Sir Peter Fahy. Picture Anna Gowthorpe/PA Wire

Sir Peter Fahy. Picture Anna Gowthorpe/PA Wire

First published in News
Last updated

THE chief constable of Greater Manchester Police is to be investigated for criminal misconduct after a case against a child sex offender was allegedly poorly handled.

Sir Peter Fahy has been served with criminal and gross misconduct notices by the Independent Police Complaints Commission (IPCC).

The IPCC is looking into allegations against Sir Peter after another officer made a complaint against the chief constable and other officers.

One of the key allegations is that GMP let a teenager enter the home of a suspected paedophile who was under surveillance.

Sir Peter said: "As a chief constable you face making complex decisions on a daily basis about many high risk and challenging situations.
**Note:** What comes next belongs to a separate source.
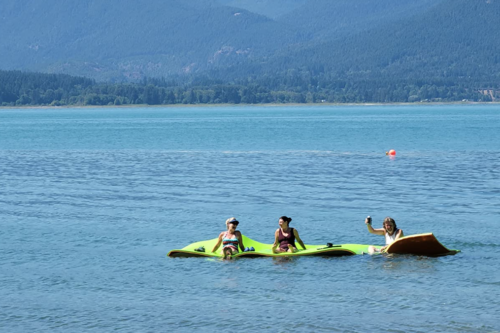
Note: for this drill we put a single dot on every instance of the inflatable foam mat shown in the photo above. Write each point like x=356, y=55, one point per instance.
x=422, y=245
x=264, y=250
"It is right that this decision-making is scrutinised and that I am held to account as part of this investigation."

Greater Manchester's Police and Crime Commissioner, Tony Lloyd, said: “It is clear that these are serious allegations which must be investigated thoroughly by the Independent Police Complaints Commission (IPCC) as the appropriate independent investigatory body.

“As Police and Crime Commissioner, I do not have statutory investigatory power – that power must lie with the IPCC.

"I would stress that the IPCC is only at the beginning of its investigation into these allegations.

“It is my role to consider what action, if any, should be taken with regard to the chief constable during the course of the investigation.

"I have taken independent legal advice from a senior QC with expertise in this area.

"Nothing has been placed before me at this time by the IPCC which would make me consider the position of the chief constable.

“I have asked the IPCC to update me regularly on the progress of the investigation and I will keep this decision under review.

“I understand that this investigation will cause uncertainty and will be of concern to the people of Greater Manchester. That is why the IPCC must conduct its investigation both thoroughly and speedily.”